Home Health & Hospice Week

Fraud & Abuse:

BEWARE OF SHARED EMPLOYEES UNDER STARK II

Will your business practices pass Stark inspection?

Watch out, DME suppliers: Kickback violations could be lurking in your business arrangements, and heightened enforcement of Stark provisions will likely bring them to light.

The Centers for Medicare & Medicaid Services published the interim final rule on physicians' referrals for "designated health services" to health care entities with which they have financial relationships in the March 26 Federal Register (see "Stark II Fans Flames of Patient Stering Controversy").

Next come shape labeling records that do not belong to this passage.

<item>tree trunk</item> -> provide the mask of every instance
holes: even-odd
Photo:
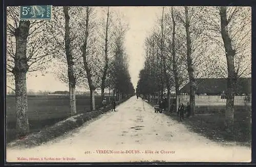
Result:
[[[30,25],[29,21],[20,21],[15,33],[16,54],[12,73],[15,82],[16,130],[18,137],[24,136],[29,132],[29,124],[27,115],[28,99],[26,83],[26,74],[29,66],[26,51]]]
[[[110,99],[110,90],[111,89],[110,89],[109,91],[109,101],[110,103],[111,103],[111,99]]]
[[[69,97],[70,114],[71,115],[76,113],[76,81],[74,73],[74,63],[73,58],[70,51],[70,27],[69,27],[70,17],[69,15],[69,7],[63,7],[63,12],[65,16],[65,51],[68,63],[68,75],[69,84]]]
[[[170,109],[170,87],[168,86],[167,88],[167,103],[168,103],[168,105],[167,105],[167,108],[168,108],[168,111],[169,111]]]
[[[71,115],[73,115],[76,113],[76,87],[70,83],[69,86],[69,100],[70,104]]]
[[[108,7],[108,14],[106,15],[106,36],[105,38],[105,66],[103,71],[101,79],[101,100],[104,99],[104,90],[105,89],[105,82],[106,80],[106,71],[109,68],[109,59],[108,58],[108,31],[109,29],[109,7]]]
[[[234,98],[236,83],[236,76],[234,73],[234,57],[236,52],[232,49],[231,39],[228,32],[228,21],[227,19],[227,8],[220,7],[221,36],[223,40],[228,70],[227,90],[226,93],[225,126],[228,131],[232,131],[234,123]]]
[[[86,36],[84,39],[84,42],[82,46],[82,57],[83,59],[83,66],[84,69],[86,71],[86,75],[87,77],[87,80],[88,81],[88,85],[89,85],[90,92],[90,107],[91,110],[95,110],[95,104],[94,96],[93,96],[93,93],[94,93],[94,90],[95,90],[95,87],[93,84],[92,80],[92,74],[91,71],[91,69],[89,67],[88,62],[87,61],[87,42],[89,36],[89,7],[86,7]]]
[[[178,68],[176,63],[176,52],[175,51],[175,28],[176,22],[174,18],[173,9],[172,7],[172,18],[173,19],[173,38],[172,43],[172,56],[173,56],[173,68],[174,70],[174,80],[175,82],[175,98],[176,98],[176,112],[178,112],[179,108],[179,78],[178,74]]]
[[[194,75],[194,69],[192,65],[192,58],[191,57],[191,46],[190,33],[189,31],[190,22],[188,13],[188,7],[185,7],[185,28],[186,29],[186,40],[187,42],[187,64],[190,84],[189,104],[191,115],[194,116],[195,109],[195,94],[196,93],[196,81]]]
[[[92,89],[91,91],[90,91],[91,92],[91,99],[92,101],[92,110],[94,111],[95,110],[95,91],[93,89]]]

With publication of the Stark II provisions, experts expect enforcement of the referral law to heat up. "The regs will finally be totally finalized after 15 years" when the interim final rule takes effect June 26, notes attorney Mark Langdon with Arent Fox Kintner Plotkin & Khan in Washington, DC. "Now that these regs are really final, we think enforcement will be stepped up."

Supply closets, where suppliers leave durable medical equipment items in a physician's office to be furnished for a patient's convenience, have been a hot-button issue with the HHS Office of Inspector General, notes Langdon. The OIG has issued several fraud alerts on the topic.

A commenter on the April 2001 Stark regs asked about this supply closet scenario: A DME supplier who leases a supply closet and the physician leased from "share a non-physician employee who measures braces and fits other supplies. If the physician does not see the patient, the DME supplier bills Medicare. If the physician does see the patient, the physician bills Medicare for a level 1 service. The DME supplier and the physician each pay for the employee's services for which each bills."

The scenario could initiate a number of financial relationships between the supplier and physician, implicating Stark requirements, CMS responds. Most significantly "if the salary paid by the DME supplier covers any portion of the employee's work that benefits the physician (for example, work for which the physician would otherwise have incurred costs), that portion of the employee's salary could be remuneration to the physician," CMS warns.

Other DME issues covered in the regs include:

  • In-office ancillary services exception. CMS declines to broaden its list of approved in-office ancillary services exception items beyond those used to assist patients in ambulating to depart the physician's office: crutches, canes, walkers and manual folding wheelchairs.

    Since the Stark law "expressly excludes DME" from the exception, "we think a specific and limited list of permitted items is appropriate," CMS says

    A DME trade association argued that allowing only a manual folding wheelchair might discourage the beneficiary from obtaining an appropriate wheelchair later, and urged CMS to allow physicians only to loan the wheelchairs. "It is unlikely that the provision of a folding wheelchair will deter a patient from receiving a more appropriate wheelchair on a long-term basis," CMS disagrees.

  • Physicians furnishing DME. CMS clarifies that physicians can directly furnish the DME they prescribe with no Stark violation, Langdon says. But they must have a supplier number in order to do so.

  • Pulse oximetry. Pulse oximetry (CPT 94762) is no longer a designated health service under Stark, points out attorney Tim Webster with Amarillo, TX-based Brown & Fortunato.

  • Drugs. In light of the new prescription drug bill, CMS will "'revisit' the definition of 'outpatient prescription drugs' in a future rulemaking," Webster adds.

  • Codes. CMS declines to furnish a list of codes to identify which items are considered DMEPOS for Stark purposes (versus ordinary supplies, which aren't DHS under Stark). Interested parties can look up the information themselves in the DMEPOS fee schedule, CMS says.